Pour la suite du parcours parlementaire, les deux organisations annoncent deux demandes :
- la révision de l’article 5 afin que les financements de l’apprentissage soient strictement fléchés vers les établissements agréés et agréés d’intérêt général ;
- l’exclusion de ces mêmes établissements du champ d’application de l’article 8.

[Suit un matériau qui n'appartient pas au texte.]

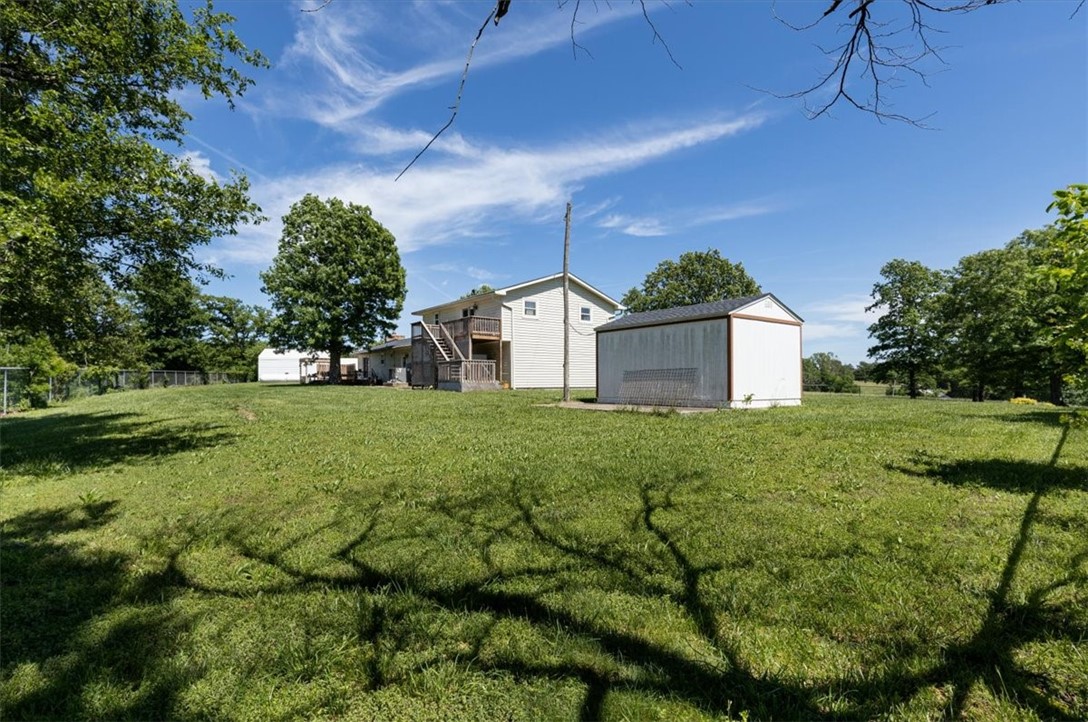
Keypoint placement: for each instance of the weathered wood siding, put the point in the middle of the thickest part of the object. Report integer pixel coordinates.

Pour mémoire, la CDEFM, créée en mars 2021, regroupe 37 grandes écoles de management françaises délivrant au moins un diplôme valant grade de master. La CGE, créée en 1973, rassemble 245 écoles de niveau master et au-delà, dont 148 écoles d’ingénieurs, 39 écoles de management et 48 écoles de spécialités. 65 % des écoles françaises membres de la CGE sont des établissements publics, le reste relevant majoritairement de l’intérêt général.
Ce qu’il faut retenir
Le projet de loi sur la régulation de l’enseignement supérieur privé adopté au Sénat le 1ᵉʳ juin 2026 doit être examiné par l’Assemblée nationale. Dans un communiqué commun, la CGE et la CDEFM ciblent deux articles. Sur l’article 5, elles demandent un fléchage du financement de l’apprentissage vers les seuls établissements agréés ou agréés d’intérêt général. Sur l’article 8, elles considèrent que les dispositions sur la résiliation jusqu’à trente jours avant la formation, sur le motif sérieux et légitime, ainsi que sur les arrhes (plafonnement à 10 %, interdiction au-delà de soixante jours avant la formation) auraient un effet économique direct sur les écoles privées qu’elles représentent et fragiliseraient leur compétitivité face aux institutions internationales. Les deux organisations annoncent une mobilisation pendant la suite du parcours parlementaire.